Bitcoin’s weekly realized losses hit $793M as supply in profit stalls at 64%, signaling fragile market structure and weak investor conviction.
The rebound had looked real. It lasted about two weeks.
After spending most of 2025 bleeding through realized losses, Bitcoin investors had quietly started locking in profits again. On-chain data from Darkfost on X showed weekly net realized profit turning positive on April 9. Markets were, for a moment, recovering more than they were losing.
That phase is now over.
🔴 $BTC Rebound Stalls as Weekly Losses reach $793M
Profit still struggles to establish itself sustainably across the market.
⌈💡Contrary to what many may think, a healthy market is one where investors both hold and realize profits, without reaching an extreme of course. In… pic.twitter.com/ZSE2i50oK7
— Darkfost (@Darkfost_Coc) April 27, 2026
Source: Darkfost_Coc
$793 Million in Losses, and Counting
The seven-day moving average for net realized losses now sits at $793 million. Realized profits, by comparison, came in at $571 million for the same period. That is not a rounding error.

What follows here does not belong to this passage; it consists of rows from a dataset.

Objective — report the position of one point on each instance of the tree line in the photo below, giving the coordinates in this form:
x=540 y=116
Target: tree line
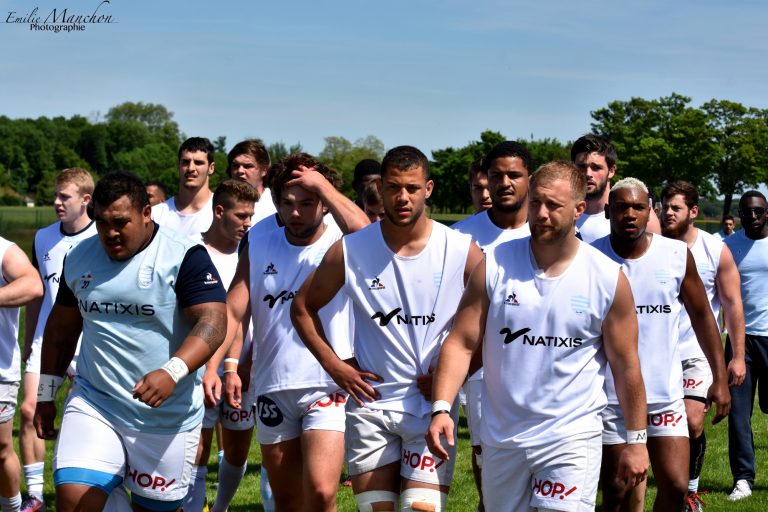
x=721 y=146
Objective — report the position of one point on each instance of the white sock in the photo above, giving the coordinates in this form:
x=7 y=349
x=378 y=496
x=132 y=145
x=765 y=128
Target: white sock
x=229 y=480
x=10 y=504
x=195 y=498
x=33 y=475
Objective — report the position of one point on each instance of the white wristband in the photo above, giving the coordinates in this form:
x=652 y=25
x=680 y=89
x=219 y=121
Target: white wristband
x=176 y=368
x=440 y=406
x=49 y=385
x=637 y=436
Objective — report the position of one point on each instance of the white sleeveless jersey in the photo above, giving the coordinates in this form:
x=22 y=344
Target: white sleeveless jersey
x=706 y=253
x=191 y=225
x=656 y=278
x=10 y=362
x=543 y=350
x=51 y=246
x=404 y=307
x=277 y=271
x=488 y=235
x=592 y=227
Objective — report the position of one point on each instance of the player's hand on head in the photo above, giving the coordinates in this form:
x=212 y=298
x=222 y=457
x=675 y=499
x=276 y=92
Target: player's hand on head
x=45 y=414
x=233 y=390
x=348 y=375
x=440 y=426
x=633 y=466
x=154 y=388
x=719 y=394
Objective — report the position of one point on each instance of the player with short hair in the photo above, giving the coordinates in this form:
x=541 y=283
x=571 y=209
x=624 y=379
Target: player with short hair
x=249 y=161
x=749 y=247
x=596 y=156
x=19 y=284
x=232 y=211
x=404 y=275
x=506 y=169
x=548 y=310
x=299 y=409
x=151 y=309
x=72 y=195
x=663 y=277
x=718 y=272
x=190 y=212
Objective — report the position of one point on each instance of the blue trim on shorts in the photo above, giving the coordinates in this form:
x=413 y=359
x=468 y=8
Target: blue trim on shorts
x=156 y=505
x=90 y=477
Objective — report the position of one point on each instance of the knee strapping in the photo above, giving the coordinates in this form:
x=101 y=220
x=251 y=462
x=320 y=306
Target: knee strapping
x=365 y=500
x=417 y=499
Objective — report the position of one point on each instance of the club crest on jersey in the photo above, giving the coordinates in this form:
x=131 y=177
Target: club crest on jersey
x=579 y=304
x=663 y=275
x=511 y=300
x=376 y=284
x=86 y=280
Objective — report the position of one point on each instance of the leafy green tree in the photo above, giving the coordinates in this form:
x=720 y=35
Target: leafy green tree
x=343 y=155
x=741 y=136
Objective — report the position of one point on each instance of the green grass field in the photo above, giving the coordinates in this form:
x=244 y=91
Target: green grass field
x=18 y=224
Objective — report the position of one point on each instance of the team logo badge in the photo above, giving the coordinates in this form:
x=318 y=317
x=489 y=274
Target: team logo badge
x=86 y=280
x=579 y=304
x=376 y=284
x=511 y=300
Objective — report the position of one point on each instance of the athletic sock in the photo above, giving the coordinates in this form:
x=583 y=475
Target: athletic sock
x=195 y=498
x=229 y=480
x=10 y=504
x=698 y=447
x=33 y=475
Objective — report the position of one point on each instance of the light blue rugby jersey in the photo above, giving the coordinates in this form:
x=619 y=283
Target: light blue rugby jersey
x=133 y=323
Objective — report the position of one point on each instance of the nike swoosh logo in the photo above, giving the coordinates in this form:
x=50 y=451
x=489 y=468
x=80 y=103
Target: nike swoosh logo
x=385 y=319
x=512 y=336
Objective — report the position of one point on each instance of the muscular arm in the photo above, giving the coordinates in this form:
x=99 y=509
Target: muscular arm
x=465 y=338
x=321 y=286
x=23 y=280
x=728 y=284
x=694 y=299
x=620 y=332
x=346 y=213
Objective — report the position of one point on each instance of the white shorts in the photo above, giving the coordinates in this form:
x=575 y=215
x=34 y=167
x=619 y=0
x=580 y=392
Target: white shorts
x=376 y=438
x=284 y=415
x=697 y=377
x=155 y=467
x=474 y=392
x=561 y=475
x=230 y=418
x=9 y=394
x=663 y=420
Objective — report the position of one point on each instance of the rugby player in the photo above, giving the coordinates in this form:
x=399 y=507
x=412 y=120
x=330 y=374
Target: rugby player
x=404 y=275
x=19 y=284
x=72 y=188
x=152 y=310
x=718 y=272
x=663 y=277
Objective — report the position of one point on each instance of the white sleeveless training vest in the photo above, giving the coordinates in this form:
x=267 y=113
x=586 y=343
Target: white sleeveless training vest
x=404 y=307
x=543 y=351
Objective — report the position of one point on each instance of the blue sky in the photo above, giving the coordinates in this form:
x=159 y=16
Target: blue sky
x=427 y=73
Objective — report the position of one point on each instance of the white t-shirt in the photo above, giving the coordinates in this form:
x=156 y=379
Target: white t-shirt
x=543 y=350
x=404 y=307
x=655 y=278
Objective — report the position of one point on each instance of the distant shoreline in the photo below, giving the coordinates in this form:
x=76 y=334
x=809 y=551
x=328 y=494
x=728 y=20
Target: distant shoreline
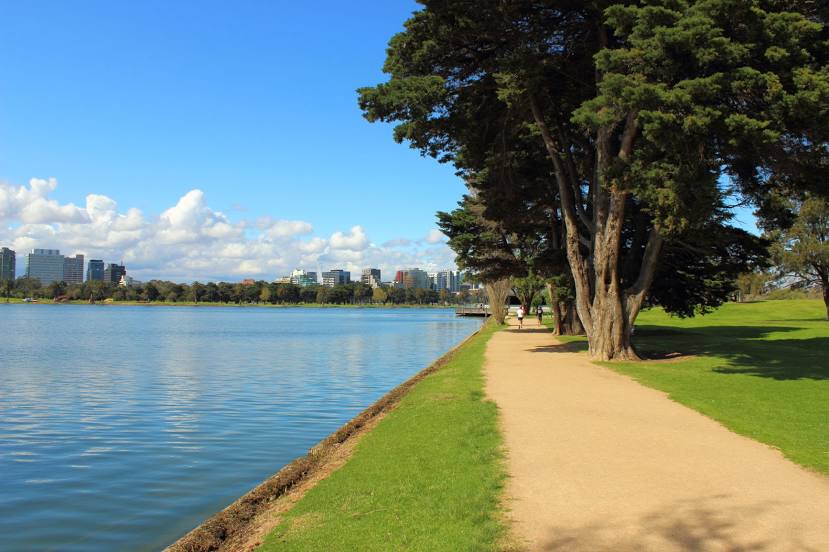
x=17 y=301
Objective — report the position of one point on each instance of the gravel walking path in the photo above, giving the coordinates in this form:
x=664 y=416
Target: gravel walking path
x=598 y=462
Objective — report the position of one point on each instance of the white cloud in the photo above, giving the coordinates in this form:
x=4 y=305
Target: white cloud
x=435 y=236
x=32 y=206
x=355 y=240
x=190 y=241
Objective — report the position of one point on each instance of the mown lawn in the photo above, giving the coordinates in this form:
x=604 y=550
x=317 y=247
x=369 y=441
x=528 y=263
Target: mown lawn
x=428 y=477
x=761 y=369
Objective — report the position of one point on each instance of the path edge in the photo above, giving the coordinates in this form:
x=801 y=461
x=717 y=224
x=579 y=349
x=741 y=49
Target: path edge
x=239 y=516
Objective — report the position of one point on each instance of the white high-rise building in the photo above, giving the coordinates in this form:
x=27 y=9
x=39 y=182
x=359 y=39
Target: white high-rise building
x=45 y=265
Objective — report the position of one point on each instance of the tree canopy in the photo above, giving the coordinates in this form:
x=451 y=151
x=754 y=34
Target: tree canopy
x=628 y=124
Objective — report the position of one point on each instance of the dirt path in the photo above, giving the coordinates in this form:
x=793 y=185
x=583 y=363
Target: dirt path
x=598 y=462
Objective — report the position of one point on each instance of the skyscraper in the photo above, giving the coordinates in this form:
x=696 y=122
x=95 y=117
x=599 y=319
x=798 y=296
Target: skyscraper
x=95 y=270
x=336 y=277
x=371 y=277
x=303 y=279
x=445 y=279
x=412 y=278
x=113 y=273
x=45 y=265
x=7 y=264
x=73 y=269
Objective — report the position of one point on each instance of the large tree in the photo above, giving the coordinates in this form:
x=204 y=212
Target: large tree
x=802 y=250
x=639 y=110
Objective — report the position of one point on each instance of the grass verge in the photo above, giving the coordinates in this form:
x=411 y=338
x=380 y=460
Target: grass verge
x=428 y=477
x=761 y=369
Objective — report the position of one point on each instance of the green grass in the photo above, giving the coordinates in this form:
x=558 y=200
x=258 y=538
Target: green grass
x=428 y=477
x=761 y=369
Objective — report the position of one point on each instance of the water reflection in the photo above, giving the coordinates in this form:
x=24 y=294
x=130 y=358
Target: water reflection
x=121 y=428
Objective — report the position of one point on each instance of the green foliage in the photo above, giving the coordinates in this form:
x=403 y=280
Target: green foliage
x=803 y=248
x=427 y=477
x=762 y=369
x=549 y=109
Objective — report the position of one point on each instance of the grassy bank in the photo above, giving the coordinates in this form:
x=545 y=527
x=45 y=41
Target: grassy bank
x=428 y=477
x=761 y=369
x=238 y=305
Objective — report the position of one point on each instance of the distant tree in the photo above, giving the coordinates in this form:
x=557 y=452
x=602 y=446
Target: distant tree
x=55 y=289
x=526 y=289
x=265 y=294
x=443 y=296
x=380 y=295
x=802 y=250
x=634 y=111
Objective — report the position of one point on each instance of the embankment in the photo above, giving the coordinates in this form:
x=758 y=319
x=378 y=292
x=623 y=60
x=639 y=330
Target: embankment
x=232 y=526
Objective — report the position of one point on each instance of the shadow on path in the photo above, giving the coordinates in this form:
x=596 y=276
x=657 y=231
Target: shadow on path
x=704 y=523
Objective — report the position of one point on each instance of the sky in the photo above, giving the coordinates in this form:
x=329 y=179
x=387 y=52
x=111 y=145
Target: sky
x=211 y=140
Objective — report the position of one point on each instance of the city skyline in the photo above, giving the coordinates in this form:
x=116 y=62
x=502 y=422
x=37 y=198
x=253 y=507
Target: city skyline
x=166 y=186
x=49 y=265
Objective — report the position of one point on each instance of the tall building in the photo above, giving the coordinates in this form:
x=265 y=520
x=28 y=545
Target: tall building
x=73 y=269
x=45 y=265
x=113 y=273
x=371 y=277
x=412 y=278
x=302 y=278
x=95 y=270
x=336 y=277
x=446 y=279
x=7 y=264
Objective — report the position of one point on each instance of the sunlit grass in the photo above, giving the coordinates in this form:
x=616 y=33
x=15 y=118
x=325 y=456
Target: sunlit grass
x=428 y=477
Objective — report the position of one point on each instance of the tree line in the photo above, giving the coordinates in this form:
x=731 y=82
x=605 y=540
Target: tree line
x=606 y=143
x=260 y=292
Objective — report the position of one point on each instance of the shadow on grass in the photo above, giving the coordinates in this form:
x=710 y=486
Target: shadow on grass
x=746 y=349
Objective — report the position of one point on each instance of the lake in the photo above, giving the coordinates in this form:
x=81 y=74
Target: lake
x=122 y=428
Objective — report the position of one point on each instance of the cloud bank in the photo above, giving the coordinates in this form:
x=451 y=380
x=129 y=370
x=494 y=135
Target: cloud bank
x=191 y=241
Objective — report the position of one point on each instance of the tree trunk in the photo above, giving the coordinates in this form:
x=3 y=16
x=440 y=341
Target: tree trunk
x=571 y=324
x=497 y=293
x=824 y=281
x=594 y=246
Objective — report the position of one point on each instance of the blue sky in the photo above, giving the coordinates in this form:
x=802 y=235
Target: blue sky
x=253 y=104
x=210 y=140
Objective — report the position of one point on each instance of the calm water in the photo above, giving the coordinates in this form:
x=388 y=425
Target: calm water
x=121 y=428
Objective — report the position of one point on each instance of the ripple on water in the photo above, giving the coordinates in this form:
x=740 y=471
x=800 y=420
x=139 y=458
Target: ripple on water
x=135 y=424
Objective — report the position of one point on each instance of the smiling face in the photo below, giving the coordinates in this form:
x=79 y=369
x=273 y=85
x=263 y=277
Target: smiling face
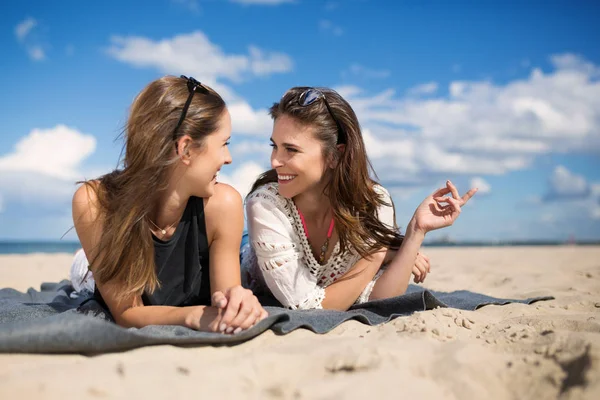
x=297 y=157
x=205 y=161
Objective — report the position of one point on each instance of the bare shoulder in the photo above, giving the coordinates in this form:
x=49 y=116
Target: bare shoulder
x=224 y=213
x=225 y=200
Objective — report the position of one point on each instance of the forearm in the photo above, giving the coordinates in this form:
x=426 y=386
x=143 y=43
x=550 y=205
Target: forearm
x=344 y=292
x=195 y=317
x=394 y=280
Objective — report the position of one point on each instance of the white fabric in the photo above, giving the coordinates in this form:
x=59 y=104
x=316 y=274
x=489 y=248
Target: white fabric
x=280 y=257
x=80 y=275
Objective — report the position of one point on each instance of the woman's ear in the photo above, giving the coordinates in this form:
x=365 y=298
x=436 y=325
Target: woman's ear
x=334 y=160
x=183 y=148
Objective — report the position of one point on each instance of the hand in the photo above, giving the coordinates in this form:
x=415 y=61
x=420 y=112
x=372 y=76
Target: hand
x=432 y=214
x=421 y=268
x=240 y=309
x=203 y=318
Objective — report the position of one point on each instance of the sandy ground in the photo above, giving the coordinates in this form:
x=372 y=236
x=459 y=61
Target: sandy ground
x=546 y=350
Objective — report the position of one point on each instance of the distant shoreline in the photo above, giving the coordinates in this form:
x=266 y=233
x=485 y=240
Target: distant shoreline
x=30 y=247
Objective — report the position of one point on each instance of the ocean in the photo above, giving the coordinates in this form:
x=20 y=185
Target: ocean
x=38 y=247
x=22 y=247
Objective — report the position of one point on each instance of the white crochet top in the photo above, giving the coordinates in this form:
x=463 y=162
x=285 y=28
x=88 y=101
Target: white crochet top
x=280 y=258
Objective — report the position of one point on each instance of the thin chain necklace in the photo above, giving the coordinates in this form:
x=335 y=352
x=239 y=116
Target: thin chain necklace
x=163 y=232
x=329 y=233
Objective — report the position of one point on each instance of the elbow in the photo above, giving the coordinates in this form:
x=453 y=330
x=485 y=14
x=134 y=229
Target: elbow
x=126 y=318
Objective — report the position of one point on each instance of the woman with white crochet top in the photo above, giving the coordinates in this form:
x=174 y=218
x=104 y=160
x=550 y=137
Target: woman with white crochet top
x=322 y=231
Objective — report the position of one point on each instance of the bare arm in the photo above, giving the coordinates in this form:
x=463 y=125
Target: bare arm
x=129 y=312
x=394 y=280
x=224 y=215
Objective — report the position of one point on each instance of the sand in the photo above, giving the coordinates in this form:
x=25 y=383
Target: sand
x=546 y=350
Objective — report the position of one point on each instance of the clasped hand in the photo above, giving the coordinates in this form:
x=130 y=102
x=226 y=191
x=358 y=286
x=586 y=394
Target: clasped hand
x=238 y=309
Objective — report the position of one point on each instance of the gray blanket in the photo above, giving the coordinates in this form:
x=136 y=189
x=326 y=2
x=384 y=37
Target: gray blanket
x=51 y=321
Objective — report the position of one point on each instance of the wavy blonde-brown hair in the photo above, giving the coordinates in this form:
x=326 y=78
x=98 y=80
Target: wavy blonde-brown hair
x=127 y=196
x=350 y=187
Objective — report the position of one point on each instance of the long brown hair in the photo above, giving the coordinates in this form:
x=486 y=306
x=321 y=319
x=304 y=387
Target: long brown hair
x=126 y=196
x=350 y=187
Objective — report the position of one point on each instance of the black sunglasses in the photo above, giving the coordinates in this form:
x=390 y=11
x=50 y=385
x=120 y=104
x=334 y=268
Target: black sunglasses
x=193 y=86
x=309 y=96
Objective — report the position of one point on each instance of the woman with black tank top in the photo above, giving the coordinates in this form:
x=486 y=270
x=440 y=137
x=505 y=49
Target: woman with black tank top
x=162 y=236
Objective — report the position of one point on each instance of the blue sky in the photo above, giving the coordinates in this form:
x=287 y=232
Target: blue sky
x=502 y=95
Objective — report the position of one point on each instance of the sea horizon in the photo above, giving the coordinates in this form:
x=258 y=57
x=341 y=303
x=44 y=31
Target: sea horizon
x=47 y=246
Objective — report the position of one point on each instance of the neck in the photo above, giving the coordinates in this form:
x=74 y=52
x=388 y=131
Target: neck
x=315 y=206
x=170 y=205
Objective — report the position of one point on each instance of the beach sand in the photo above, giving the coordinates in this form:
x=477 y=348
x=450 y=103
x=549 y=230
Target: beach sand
x=546 y=350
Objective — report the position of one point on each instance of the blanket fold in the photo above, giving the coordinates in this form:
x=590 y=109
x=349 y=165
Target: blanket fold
x=50 y=320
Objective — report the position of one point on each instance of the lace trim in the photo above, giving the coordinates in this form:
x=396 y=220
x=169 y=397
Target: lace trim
x=314 y=301
x=336 y=266
x=276 y=261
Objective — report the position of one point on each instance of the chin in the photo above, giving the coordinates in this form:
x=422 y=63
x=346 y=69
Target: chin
x=286 y=192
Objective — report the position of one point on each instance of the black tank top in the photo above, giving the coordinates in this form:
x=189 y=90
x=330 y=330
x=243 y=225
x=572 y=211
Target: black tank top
x=181 y=263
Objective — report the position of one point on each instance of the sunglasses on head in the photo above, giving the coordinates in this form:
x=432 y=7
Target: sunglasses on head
x=193 y=86
x=311 y=95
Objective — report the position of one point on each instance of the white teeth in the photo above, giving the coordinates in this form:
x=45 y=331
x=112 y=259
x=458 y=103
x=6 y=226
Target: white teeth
x=285 y=177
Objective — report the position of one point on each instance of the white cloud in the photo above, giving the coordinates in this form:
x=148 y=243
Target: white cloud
x=331 y=5
x=480 y=183
x=481 y=127
x=36 y=53
x=55 y=152
x=191 y=5
x=369 y=73
x=244 y=119
x=24 y=28
x=243 y=177
x=263 y=63
x=194 y=54
x=329 y=27
x=565 y=184
x=260 y=150
x=425 y=88
x=262 y=2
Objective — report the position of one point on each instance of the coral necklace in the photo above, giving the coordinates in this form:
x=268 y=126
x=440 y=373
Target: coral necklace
x=329 y=233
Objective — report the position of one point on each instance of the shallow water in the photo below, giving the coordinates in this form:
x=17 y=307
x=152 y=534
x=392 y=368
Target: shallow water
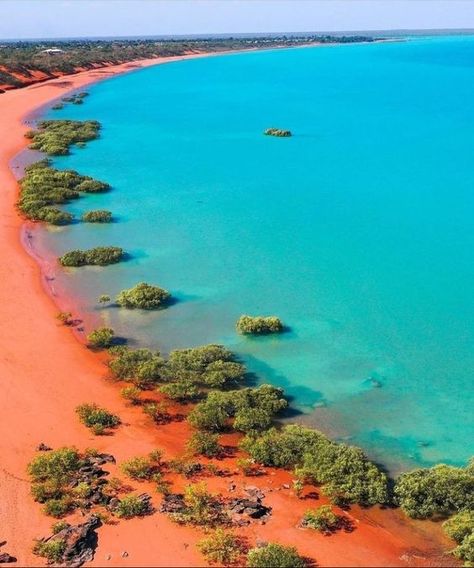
x=357 y=231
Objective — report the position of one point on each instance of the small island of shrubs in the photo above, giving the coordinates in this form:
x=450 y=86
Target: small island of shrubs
x=143 y=296
x=259 y=325
x=43 y=187
x=278 y=132
x=98 y=256
x=55 y=137
x=97 y=216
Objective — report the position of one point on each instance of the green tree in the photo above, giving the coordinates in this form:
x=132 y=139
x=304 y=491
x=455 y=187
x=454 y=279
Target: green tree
x=436 y=492
x=275 y=556
x=101 y=338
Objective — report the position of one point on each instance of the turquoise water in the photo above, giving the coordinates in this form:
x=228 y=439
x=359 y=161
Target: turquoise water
x=357 y=231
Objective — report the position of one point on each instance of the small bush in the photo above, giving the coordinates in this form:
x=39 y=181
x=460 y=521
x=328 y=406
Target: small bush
x=465 y=551
x=221 y=547
x=322 y=519
x=278 y=132
x=275 y=556
x=65 y=318
x=181 y=391
x=132 y=394
x=140 y=468
x=101 y=338
x=57 y=465
x=247 y=466
x=97 y=418
x=201 y=508
x=54 y=137
x=143 y=296
x=132 y=506
x=59 y=526
x=52 y=550
x=205 y=444
x=436 y=492
x=98 y=256
x=98 y=216
x=459 y=526
x=58 y=507
x=259 y=325
x=158 y=412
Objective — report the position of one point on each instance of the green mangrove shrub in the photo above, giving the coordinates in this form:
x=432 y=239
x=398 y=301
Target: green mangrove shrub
x=344 y=472
x=98 y=256
x=143 y=367
x=278 y=132
x=259 y=325
x=435 y=492
x=97 y=216
x=205 y=444
x=322 y=519
x=252 y=409
x=97 y=419
x=43 y=188
x=101 y=338
x=274 y=555
x=143 y=296
x=221 y=547
x=55 y=137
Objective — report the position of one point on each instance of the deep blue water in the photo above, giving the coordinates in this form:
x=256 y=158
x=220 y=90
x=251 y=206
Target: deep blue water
x=357 y=231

Those numbers come directly from Darkfost on X, who tracks Bitcoin’s supply in profit as part of ongoing on-chain analysis. The gap between the two figures points to a market that reversed direction fast.
What makes this harder to explain away is timing. The profit phase started April 9. It ended roughly two weeks later. Whatever conviction existed, it did not last long enough to matter.
Why 64% Is Not the Number Bulls Want
The percentage of Bitcoin supply currently sitting in profit is 64%. That sounds like a majority. It probably is not enough.
According to Darkfost on X, a genuinely healthy market typically shows investors both holding and realizing profits without hitting extremes in either direction. The current reading falls short of that bar. At 64%, the market has not built the kind of base that usually precedes sustained upward movement.
For context, Bitcoin’s supply in profit dropped to 59.5% during one of its sharpest pullback phases this cycle. The current level at 64% is better than that floor. Not by a comfortable margin.
Darkfost described the market as fragile and unstable. Investors appear reluctant, or simply unable, to commit with conviction for the longer term.
Reluctance Has a Cost
That reluctance shows up in the data. The rebound off earlier lows was real price action. The on-chain behavior behind it was not convincing.
After a period of almost uninterrupted loss realization through most of this year, any return to profitability should have held longer if sentiment was actually shifting. It did not. The market moved back into net loss territory within two weeks of flipping positive, per Darkfost’s post on X.
What that looks like, practically, is a group of investors selling into strength rather than holding through it. The upside arrived and they used it to exit. That pattern does not build market structure. It moves money out.
Disclaimer: This article is based on on-chain data and third-party analysis. It does not constitute financial or investment advice.